Spruce Mountain girls basketball coach Zach Keene shouts directions to his players during a February 2018 postseason against Gray-New Gloucester at the Portland Expo. Sun Journal file photo


Zach Keene is  returning as Spruce Mountain’s girls varsity basketball coach.

Administrators reinstated Keene after a meeting on Wednesday.

“I’m definitely excited,” Keene said. “It’s obviously what the girls wanted. At the end of the day, we put them first and figured it out.”

Keene, who has coached the Phoenix for three seasons, was informed by athletic director Marc Keller that he would not be asked to return as coach during his regular end-of-season evaluation on March 28.

A public meeting was held April 1 with Keller and Keene among those in attendance to discuss the decision.
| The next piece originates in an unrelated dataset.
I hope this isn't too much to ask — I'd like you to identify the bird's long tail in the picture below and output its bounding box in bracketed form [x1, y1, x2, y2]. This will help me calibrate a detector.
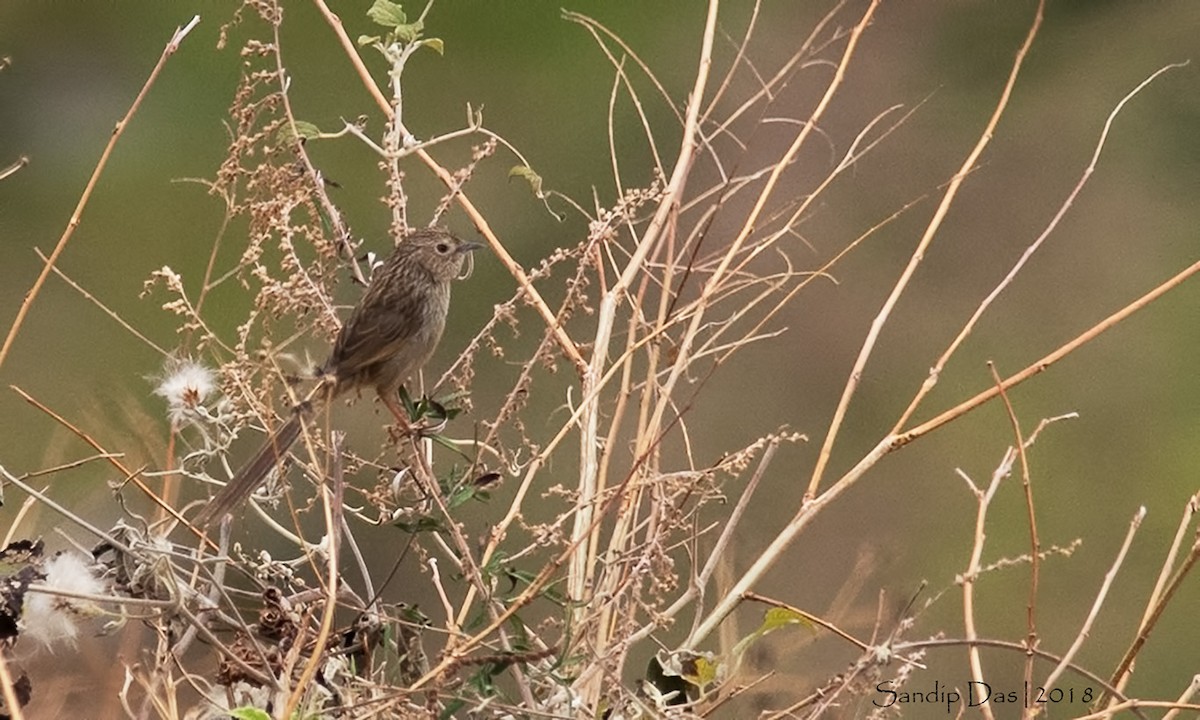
[192, 402, 313, 528]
About 50 people, including players, parents and school board members, filled the high school library and overwhelmingly expressed their support for Keene.

“I heard a lot of what the parents had to say and what the kids had to say, most importantly,” Keller said, “and recognized that coach Keene is a vital part of our school and community.”

Keller, Keene and principal TJ Plourde met on April 2 and continued discussions through a meeting involving all three on Wednesday where Keene accepted administrators’ offer to be reinstated.

“We had some things that we needed to work through in order to make this happen and I think what we’ve done is going to be what’s best for our kids and for our school, and I’m happy that we were able to work something out,” Keller said.

Asked if there were any conditions with Keene’s return, Keller declined further comment. Keene, who at the April 1 public meeting talked about the reasons he was given for his firing during the March 28 evaluation meeting, said he worked with administrators to develop “an action plan for things moving forward.”

At the April 1 meeting, Keene said the reasons he was given for his termination involved holding a practice on a snow day during the season, his sideline conduct, dwindling numbers in the basketball program, acquiring his required CPR certification late and allowing his team to wear warm-up shirts that displayed a company logo, which is against Maine Principals’ Association rules.

Supporters who spoke at that meeting said the reasons cited were in some instances unfair and weren’t sufficient to let go of a coach who was a good coach, a good role model and genuinely cared for his players. One player said that she did not think she would continue to play if Keene was not the coach next season and said other players felt the same way.

Keene said the support at the meeting and in the nearly two weeks since he was fired was key to administrators reconsidering their decision.

“It was huge. I think it was huge for everybody to see the support that was there,” Keene said. “And, obviously, it was appreciated on my end. It was pretty crazy how many people reached out to me and supported me during it.”

Keene said he also appreciated Plourde and Keller keeping in communication with him since that meeting to work on a solution.

The Phoenix went 24-33 in Keene’s first three years as coach. They reached the tournament in his second and third years, losing in the Class B South quarterfinals in 2018 and preliminary round in 2019.

Editor’s note: This story was updated from an earlier version which incorrectly reported the reinstatement required RSU 73 school board approval.